Во время болезни всё бредил арестантами и взывал жалобным голосом: «Арестанты! Где вы?» Перед смертью пришёл в рассудок, исполнил свои христианские обязанности, попросил у всех прощения, в чём кого обидел, не намекнул даже письмоводителю, что умирает от его руки, и завещал похоронить его в рыжем паричке, чтобы в гробу ему не было стыдно.
За гробом шло много народу. За ним следовал письмоводитель, держа шпагу в руках, печальный, понуря голову, как, бывало, в рыцарские времена верный конь, носивший своего господина в боях и на турнирах, следовал за носилками его, чтобы положить свои кости в одной с ним могиле. Купечество сделало богатые поминки, стоившие больших денег; ели и пили много в память своего бывшего благодетеля. Но когда (по приглашению Максима Ильича) приступлено было к подписке на уплату его долгов, которых оказалось рублей на шестьдесят по счетам (может, и с некоторою добросовестной приписочкой на умершего), все отозвались, что и так много потратились на вина и прочее угощение для покойника. Вследствие чего Пшеницын один взялся уплатить долги и содержать старушку кухарку, крепостную его женщину, оставшуюся без крова и куска хлеба. Кухарка, как увидим, наделала много хлопот своему благодетелю.

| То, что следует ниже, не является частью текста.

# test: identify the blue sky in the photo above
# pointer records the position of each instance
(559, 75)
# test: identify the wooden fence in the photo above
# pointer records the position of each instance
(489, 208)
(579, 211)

Сделали верную опись оказавшемуся после покойника имению; присяжные ценовщики[173] оценили его в 36 рублей 27 и ¾ копеек. Но как наследников налицо не оказалось, то и приступили к вызову посредством публикации, не означая цены имению. Между тем нанята каморка для хранения вещей и отдана лошадь в полицию, чтобы содержать её по положению. Войлочки взял себе на память письмоводитель. Через год наследники отыскались. Но когда они потребовали имение или деньги по выручке за него с аукционного торга, то оказалось, что с них следует довзыскать, сверх вырученной суммы, ещё рублей двадцать пять и столько-то копеек с дробями за наём комнаты для хранения вещей и за содержание лошади. Дело об этом тянулось лет десять, и на него изведено бумаги на сумму, которая превышала самое взыскание. Кухарку, попавшую тоже в опись, за старостью лет никто не согласился взять.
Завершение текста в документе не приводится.